ROAST veggie salad is one of those dishes that can take pride of place at any table, at any time. For me, the beauty of this one is the dressing, which is my own – it took a bit of tinkering to get it the way I liked it and the trick to it is, you can have it as sweet or not as you personally like; it’s all about the tweaking of it to get the taste to your personal preference and each of the ingredients lends itself well to that. The same applies to the vegetables – you can choose whatever tuber or root veggies you like for this and even a few that aren’t. Colour is the theme of this dish, so the brighter the better, and the garnish of sesame seeds is always a must for me. Any herb blend you like can also be used when tossing the vegetables.
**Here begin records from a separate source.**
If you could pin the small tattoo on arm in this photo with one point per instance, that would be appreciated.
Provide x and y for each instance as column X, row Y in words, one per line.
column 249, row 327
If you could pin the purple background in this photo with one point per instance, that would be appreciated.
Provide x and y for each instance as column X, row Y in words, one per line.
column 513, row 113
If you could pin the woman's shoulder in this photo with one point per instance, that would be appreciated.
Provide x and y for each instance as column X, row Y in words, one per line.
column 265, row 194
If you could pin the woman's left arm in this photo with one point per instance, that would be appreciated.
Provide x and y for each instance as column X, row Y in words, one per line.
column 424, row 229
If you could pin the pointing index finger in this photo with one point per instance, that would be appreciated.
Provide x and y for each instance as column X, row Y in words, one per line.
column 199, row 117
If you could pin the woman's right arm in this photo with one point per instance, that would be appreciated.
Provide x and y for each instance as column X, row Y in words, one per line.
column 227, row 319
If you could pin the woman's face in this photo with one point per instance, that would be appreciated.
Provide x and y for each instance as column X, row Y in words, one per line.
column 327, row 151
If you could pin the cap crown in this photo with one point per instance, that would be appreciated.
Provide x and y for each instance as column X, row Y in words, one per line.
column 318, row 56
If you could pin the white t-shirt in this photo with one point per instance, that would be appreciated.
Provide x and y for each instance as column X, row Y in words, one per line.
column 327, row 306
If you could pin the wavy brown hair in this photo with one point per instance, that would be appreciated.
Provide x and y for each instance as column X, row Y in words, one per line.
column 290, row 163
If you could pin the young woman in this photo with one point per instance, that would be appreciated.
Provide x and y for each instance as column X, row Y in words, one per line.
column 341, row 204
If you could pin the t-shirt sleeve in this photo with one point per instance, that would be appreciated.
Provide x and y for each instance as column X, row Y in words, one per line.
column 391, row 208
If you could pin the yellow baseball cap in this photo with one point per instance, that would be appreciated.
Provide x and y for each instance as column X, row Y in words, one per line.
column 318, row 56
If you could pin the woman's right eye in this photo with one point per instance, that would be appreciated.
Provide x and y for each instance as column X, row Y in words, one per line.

This dish is best served warm (not hot, not cold).
Ingredients Potatoes, carrots, radishes, pumpkin, kumara, onion (quartered) halved, quartered if smaller, or chopped into small roasting-sized pieces, enough to suit the size platter you want. 1 tbs olive oil 1 tsp garlic, minced or granules Half tsp each of oregano, tarragon Lemon pepper to taste Two handfuls of basil leaves, or mesclun mix Sesame seeds
Dressing ¼ C extra virgin olive oil 2 tbs maple syrup (real, not flavoured) ¼ C orange juice 2-3 tbs Balsamic vinegar
Method Toss all veggies in oil, add herbs and combine the lot well. Tip onto a prepared roasting dish which is covered with baking paper. Roast on medium heat until nicely cooked with a slightly crisp finish. Don’t burn. To make the dressing, combine all the ingredients and with a small whisk, mix really well. The trick is to keep tasting until you have reached the taste you like – I like it sweet and tangy, so the tweaking for me is in the maple syrup and vinegar. On a platter arrange the basil or mesclun mix – basil is my preference. Remove the roasted veggies onto another plate and allow to cool slightly. When the required temperature is met, arrange on the bed of greens and gently pour the dressing over the top. Sprinkle the sesame seeds and serve immediately.